The 16 revision requests approved are:

  • NPRR 753: Gives non-modeled generators the option of using the advanced metering system data submittal process and requires the installation of ERCOT-polled settlement meters to ensure the energy flows are reflected in real-time initial statements.
  • NPRR 760: Ensures that operating days with no activity are captured in the denominator for calculations of credit variables. It received two no votes and three abstentions.
  • NPRR 778: Changes competitive retailer rules regarding move-in or move-out date changes to prevent an inadvertent error. The change should eliminate two-thirds of manual interventions currently required.

A companion change, RMGRR 139, modifies market processes to align with NPRR 778’s proposed changes.
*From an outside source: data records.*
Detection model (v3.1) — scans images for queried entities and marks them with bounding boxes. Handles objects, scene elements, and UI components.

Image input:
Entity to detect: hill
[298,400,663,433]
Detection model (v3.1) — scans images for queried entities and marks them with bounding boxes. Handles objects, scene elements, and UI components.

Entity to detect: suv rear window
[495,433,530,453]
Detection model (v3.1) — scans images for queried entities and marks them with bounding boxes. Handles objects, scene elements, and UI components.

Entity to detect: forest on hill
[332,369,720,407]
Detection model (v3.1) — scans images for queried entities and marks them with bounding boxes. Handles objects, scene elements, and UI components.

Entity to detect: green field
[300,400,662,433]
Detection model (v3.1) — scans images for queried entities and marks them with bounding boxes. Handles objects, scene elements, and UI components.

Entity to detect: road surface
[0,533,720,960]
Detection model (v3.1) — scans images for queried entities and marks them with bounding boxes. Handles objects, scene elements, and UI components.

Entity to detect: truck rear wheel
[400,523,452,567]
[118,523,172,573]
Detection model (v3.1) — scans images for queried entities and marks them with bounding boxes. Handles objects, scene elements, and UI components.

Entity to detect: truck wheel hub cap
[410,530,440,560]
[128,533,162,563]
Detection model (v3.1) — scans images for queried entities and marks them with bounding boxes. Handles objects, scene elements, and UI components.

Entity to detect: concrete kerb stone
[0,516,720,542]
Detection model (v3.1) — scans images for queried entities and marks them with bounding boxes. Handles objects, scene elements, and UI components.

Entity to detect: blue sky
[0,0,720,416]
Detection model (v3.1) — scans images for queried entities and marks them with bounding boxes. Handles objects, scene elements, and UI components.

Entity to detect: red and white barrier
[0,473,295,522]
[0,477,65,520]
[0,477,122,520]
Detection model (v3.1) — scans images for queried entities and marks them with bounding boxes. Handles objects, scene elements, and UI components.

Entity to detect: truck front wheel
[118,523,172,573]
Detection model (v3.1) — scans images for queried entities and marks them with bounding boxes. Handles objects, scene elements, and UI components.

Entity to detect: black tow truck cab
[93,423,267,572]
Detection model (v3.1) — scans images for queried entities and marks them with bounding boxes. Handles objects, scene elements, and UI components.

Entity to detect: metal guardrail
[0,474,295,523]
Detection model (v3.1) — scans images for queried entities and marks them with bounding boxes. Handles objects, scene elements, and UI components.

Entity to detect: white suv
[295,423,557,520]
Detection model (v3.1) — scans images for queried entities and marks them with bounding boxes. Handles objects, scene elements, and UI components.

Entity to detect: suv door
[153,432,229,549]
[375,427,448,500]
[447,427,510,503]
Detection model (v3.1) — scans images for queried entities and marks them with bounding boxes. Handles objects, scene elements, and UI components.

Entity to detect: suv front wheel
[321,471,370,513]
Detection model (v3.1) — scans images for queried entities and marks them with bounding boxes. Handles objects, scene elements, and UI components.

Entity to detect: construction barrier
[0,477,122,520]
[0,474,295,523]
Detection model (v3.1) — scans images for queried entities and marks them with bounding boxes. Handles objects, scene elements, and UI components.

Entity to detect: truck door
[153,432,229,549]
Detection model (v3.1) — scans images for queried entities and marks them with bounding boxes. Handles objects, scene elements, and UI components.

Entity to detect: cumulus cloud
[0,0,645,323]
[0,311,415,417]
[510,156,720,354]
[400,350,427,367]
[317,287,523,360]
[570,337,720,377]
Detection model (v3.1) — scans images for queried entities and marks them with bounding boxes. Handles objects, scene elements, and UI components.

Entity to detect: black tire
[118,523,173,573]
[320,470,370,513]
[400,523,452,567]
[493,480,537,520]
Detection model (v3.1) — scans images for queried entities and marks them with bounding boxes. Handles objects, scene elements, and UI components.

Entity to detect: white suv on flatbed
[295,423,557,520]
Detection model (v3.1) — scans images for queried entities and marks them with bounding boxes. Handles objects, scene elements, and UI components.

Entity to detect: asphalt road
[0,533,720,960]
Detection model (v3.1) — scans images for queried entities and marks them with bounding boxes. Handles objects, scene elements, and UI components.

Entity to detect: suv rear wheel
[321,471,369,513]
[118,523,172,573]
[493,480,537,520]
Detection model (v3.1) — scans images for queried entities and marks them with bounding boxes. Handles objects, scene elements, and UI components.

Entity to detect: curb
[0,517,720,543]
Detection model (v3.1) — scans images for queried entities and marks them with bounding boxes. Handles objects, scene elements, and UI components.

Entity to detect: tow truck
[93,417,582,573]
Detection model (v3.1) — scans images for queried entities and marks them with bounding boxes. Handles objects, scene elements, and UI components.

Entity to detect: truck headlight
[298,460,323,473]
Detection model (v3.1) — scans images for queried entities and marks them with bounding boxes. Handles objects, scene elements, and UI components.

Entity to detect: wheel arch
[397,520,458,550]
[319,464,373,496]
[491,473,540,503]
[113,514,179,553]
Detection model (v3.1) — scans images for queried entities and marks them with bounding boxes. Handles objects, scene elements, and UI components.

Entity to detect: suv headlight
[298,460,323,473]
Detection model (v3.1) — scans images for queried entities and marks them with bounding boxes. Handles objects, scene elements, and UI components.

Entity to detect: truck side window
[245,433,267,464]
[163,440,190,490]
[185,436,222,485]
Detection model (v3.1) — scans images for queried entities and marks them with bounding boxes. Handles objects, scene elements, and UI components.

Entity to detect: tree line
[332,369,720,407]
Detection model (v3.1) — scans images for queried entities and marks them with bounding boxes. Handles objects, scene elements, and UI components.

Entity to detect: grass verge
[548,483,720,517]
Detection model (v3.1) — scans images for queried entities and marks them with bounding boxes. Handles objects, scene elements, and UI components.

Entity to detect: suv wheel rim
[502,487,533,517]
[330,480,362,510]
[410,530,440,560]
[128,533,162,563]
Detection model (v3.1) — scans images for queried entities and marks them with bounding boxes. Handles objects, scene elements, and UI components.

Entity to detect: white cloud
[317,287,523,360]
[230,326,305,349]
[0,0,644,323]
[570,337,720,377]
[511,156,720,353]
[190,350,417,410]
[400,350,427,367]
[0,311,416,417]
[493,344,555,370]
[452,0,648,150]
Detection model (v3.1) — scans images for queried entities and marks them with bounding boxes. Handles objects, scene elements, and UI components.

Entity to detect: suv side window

  • NPRR 779 and PGRR 048: Clarify references to the Texas Reliability Entity and the Independent Market Monitor. Current protocols refer to the Texas RE in both its capacity as the Regional Entity and the Public Utility Commission of Texas Reliability Monitor. The NPRR also removes the 24-hour deadline for ERCOT to notify the Reliability Monitor of a failure to provide ancillary services. The new language clarifies that the IMM is an included party in several provisions related to the ERCOT stakeholder process.
  • NPRR 782: Removes inconsistencies in protocol language by changing the equations governing the settlement of ancillary services. The change affects resources unable to deliver on their ancillary services obligations because of transmission constraints.
  • NPRR 785: Allows ERCOT to automatically prepopulate current operating plans (COPs) for wind and photovoltaic resources with the most recent forecast for the next 168 hours. Qualified scheduling entities representing these resources can either submit the prepopulated forecast as the COP by default or submit a lower number.
  • NPRR 786: Corrects the allocation of transmission losses, distribution losses and unaccounted-for energy (UFE) so that negative loads do not result in loss of UFE allocations.
  • NPRR 787: Removes the requirement that the qualified scheduling entity receiving a verbal dispatch instruction confirmation include the name of the individual that received the confirmation within the electronic acknowledgement.
  • NOGRR 150: Moves voltage-support obligation language to the Operating Guide so that the requirements are recognized as binding. It also allocates voltage-support responsibility to the appropriate entity, and clarifies that the ERCOT transmission operator has the authority to instruct a QSE to modify its resource’s voltage set point.
  • NOGRR 158: Modifies language in the nodal operating guide relating to limits on hydro resources’ responsive reserve to ensure consistency with NPRR 669.
  • PGRR 049: Removes the option to submit generation interconnection or change request (GINR) applications through standard mail or fax and updates the mailing address for GINR payments to the ERCOT treasury department.
  • RMGRR 134: Gives non-modeled generators the option to use the advanced metering system data-submittal process and clarifies processes for unregistered distributed generation versus registered non-modeled generators.
  • RMGRR 140: Removes the current date restrictions to give ERCOT increased flexibility when executing a competitive retailer’s acquisition of another retailer’s customers to prevent a “mass transition event.” The change will prevent end-use customers from being transitioned to provider-of-last-resort service and reduces associated uplift to the market.
  • RMGRR 141: Clarifies procedures during an extended unplanned system outage.